「大官人,您看這?」左矇眼中也露出憂色。
「這棺槨出現的的確離奇,霧氣驟然變濃,雨突然停止,風向亂變又平靜下去,羅盤失靈……」陳佐堯不禁皺眉,「這一切都在說明這個地方很是詭異。
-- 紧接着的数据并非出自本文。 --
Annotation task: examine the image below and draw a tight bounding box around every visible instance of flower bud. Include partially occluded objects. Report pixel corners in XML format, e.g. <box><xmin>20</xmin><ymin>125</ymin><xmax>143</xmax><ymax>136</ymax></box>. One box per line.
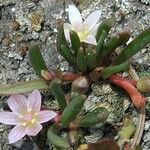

在這些東西出現之前,你有發現什麼徵兆嗎?」
「徵兆?」左蒙搔了搔額頭,努力回想著。
前方的霧氣稍稍散開些,那些載著棺槨的小舟漸漸向著兩側的霧氣裡隱去。
陳佐堯等人見狀驚奇,全部站在船邊觀看。
「開始消失了。」柳音離喃喃地說。她盯著其中一個原本與漕船靠的很近的小舟,慢慢橫著飄走,最終消失在霧裡。
可是自始至終,他們都沒有想明白,這些棺槨為何出現。
不過很快,他們就知道了這些棺槨又為何離奇遁去。
漣漪層層漾起,以漕船為中心,向四外擴散。
漣漪漸大,便成了能夠推開小舟的水浪。波浪橫向翻湧,漕船卻能穩穩行在水上,不禁讓人驚訝。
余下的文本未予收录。